Summer Cookouts and Burn Offerings

I don't know why I've not done as much blogging about grilling this summer. It's not like I haven't fired up my grill a time or two this year. We had a great time celebrating Independence day with grilled sausages and American potato salad. Pioneer Day, Utah's birthday, is coming up this weekend so I'll probably pull it out for that holiday, as well.

So why haven't I done it more? Or blogged about it? You got me.

It's my second year moving to charcoal. I have to admit it's been a lot of fun cooking with fire. Part of my likes cooking with charcoal more than propane. I like the smokey char it delivers. I'm pretty convinced it's not as good for the environment, though. Which side of me will win? The inner arsonist or the tree hugger? The jury's still out. I suspect that if I continue grilling as much as I am, that I'll end up getting bigger grills and using them both. Why decide if I don't have to?

I really like grilling in the summer. Even though there are moments when I have to pay attention, most of the time I get to set up a reclining deck chair on the patio, grab a soda, and let the smoke waft around me. I get to relax, something in short supply these days, waiting for the food to cook.

If I'm working on something that's going to take more time, I may grab a book to read while enjoying the sun and shade. At times like this, my girls will sometimes join me in their own patio chairs for a “sit and chat with ol' Dad.” What doting father could ask for more?

What can I say? Some days it's good to be the cook.

There's something primal about cooking with fire. Maybe that's why Steve Raichlen calls his newest show Primal Grill.

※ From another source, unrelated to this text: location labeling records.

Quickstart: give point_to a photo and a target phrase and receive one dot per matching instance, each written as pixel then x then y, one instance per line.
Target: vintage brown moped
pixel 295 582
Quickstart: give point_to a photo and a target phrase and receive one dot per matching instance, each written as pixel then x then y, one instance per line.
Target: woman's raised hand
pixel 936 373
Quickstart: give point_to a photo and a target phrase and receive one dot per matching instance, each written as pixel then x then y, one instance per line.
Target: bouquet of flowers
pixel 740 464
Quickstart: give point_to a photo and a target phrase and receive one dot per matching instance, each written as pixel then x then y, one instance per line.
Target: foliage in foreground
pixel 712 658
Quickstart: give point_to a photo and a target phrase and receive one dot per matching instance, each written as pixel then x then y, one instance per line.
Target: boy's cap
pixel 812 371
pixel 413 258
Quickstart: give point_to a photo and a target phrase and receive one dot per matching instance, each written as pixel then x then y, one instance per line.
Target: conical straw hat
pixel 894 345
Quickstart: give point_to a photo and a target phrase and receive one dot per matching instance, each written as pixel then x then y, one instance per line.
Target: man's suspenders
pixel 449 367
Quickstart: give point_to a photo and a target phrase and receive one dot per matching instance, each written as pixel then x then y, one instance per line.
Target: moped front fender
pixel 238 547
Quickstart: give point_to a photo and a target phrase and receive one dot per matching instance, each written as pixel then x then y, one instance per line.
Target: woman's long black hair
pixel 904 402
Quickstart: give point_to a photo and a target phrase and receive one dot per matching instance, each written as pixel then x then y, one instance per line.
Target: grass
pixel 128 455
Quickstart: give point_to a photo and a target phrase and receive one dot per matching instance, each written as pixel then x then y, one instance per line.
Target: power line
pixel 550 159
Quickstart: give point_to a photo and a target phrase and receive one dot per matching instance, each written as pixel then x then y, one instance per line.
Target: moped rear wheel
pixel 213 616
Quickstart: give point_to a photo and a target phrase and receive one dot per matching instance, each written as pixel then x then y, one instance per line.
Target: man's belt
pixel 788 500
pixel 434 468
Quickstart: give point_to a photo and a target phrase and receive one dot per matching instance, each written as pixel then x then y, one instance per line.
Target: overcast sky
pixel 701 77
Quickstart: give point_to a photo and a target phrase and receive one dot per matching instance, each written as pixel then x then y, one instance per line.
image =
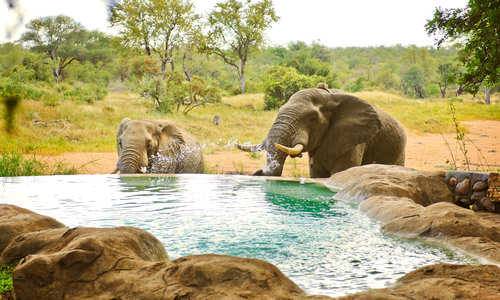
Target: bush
pixel 282 82
pixel 174 91
pixel 13 164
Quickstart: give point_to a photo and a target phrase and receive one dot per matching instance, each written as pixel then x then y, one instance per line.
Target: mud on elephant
pixel 156 147
pixel 338 131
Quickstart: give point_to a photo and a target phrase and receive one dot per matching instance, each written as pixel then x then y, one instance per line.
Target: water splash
pixel 174 160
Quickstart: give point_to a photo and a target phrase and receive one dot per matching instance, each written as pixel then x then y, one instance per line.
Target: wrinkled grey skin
pixel 156 147
pixel 338 131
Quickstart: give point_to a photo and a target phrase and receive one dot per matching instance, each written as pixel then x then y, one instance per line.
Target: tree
pixel 447 74
pixel 413 80
pixel 478 27
pixel 236 29
pixel 61 38
pixel 159 26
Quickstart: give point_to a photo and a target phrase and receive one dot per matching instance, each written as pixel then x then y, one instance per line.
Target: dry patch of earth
pixel 423 152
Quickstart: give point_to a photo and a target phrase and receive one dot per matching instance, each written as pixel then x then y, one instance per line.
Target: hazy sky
pixel 334 23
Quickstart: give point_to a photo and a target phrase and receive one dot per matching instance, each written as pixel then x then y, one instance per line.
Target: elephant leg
pixel 321 166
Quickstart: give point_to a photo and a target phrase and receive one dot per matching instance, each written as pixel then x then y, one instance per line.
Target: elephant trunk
pixel 132 161
pixel 282 132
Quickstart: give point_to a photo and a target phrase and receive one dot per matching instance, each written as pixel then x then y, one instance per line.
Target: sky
pixel 334 23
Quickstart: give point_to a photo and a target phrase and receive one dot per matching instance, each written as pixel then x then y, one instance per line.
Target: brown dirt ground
pixel 423 152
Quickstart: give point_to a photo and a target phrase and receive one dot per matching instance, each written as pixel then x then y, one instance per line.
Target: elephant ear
pixel 170 136
pixel 353 121
pixel 121 129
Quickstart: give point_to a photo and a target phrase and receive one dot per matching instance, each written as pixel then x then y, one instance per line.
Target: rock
pixel 85 263
pixel 479 186
pixel 359 183
pixel 440 281
pixel 463 187
pixel 444 220
pixel 214 276
pixel 15 220
pixel 465 202
pixel 478 195
pixel 414 203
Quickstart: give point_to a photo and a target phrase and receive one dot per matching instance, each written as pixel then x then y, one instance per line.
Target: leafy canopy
pixel 157 25
pixel 478 27
pixel 64 40
pixel 237 29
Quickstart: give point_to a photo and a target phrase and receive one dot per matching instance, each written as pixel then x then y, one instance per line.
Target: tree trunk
pixel 242 75
pixel 163 67
pixel 442 88
pixel 487 92
pixel 146 47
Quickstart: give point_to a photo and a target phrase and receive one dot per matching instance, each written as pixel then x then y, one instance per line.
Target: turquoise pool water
pixel 325 246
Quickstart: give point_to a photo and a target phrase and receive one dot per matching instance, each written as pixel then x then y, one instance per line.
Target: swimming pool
pixel 324 245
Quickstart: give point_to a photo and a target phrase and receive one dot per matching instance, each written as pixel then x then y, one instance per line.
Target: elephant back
pixel 388 145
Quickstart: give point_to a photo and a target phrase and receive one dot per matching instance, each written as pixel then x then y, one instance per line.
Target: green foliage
pixel 87 93
pixel 414 81
pixel 63 40
pixel 6 284
pixel 357 85
pixel 14 164
pixel 282 82
pixel 237 29
pixel 157 25
pixel 477 25
pixel 174 92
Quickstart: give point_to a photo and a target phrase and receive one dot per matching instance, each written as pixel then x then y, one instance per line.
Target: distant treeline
pixel 84 63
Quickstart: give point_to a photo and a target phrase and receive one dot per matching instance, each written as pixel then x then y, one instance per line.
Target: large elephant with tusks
pixel 157 146
pixel 337 130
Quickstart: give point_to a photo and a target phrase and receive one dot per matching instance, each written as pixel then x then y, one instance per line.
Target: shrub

It appeals to the primitive in us. Something deep in our DNA connects with the basics of fire and food. If you think about it, the sparks coming off that fire may be the very sparks of the first human civilization. Being able to cook food was a big step in our evolution as humans.

Food and fire played a big part in early sacrifice, as well. Adam built an altar for such things, and the Israelites observed the practice of the burning a sacrificial lamb, looking forward to the Messiah.

Of course, I don't think we should confuse their sacred burnt offerings, with the typical “burnt offerings” many of us will be taking off our grills this weekend. Especially if I fall asleep in the reclining deck chair.

Sweetie? Go grab Daddy another soda, will you?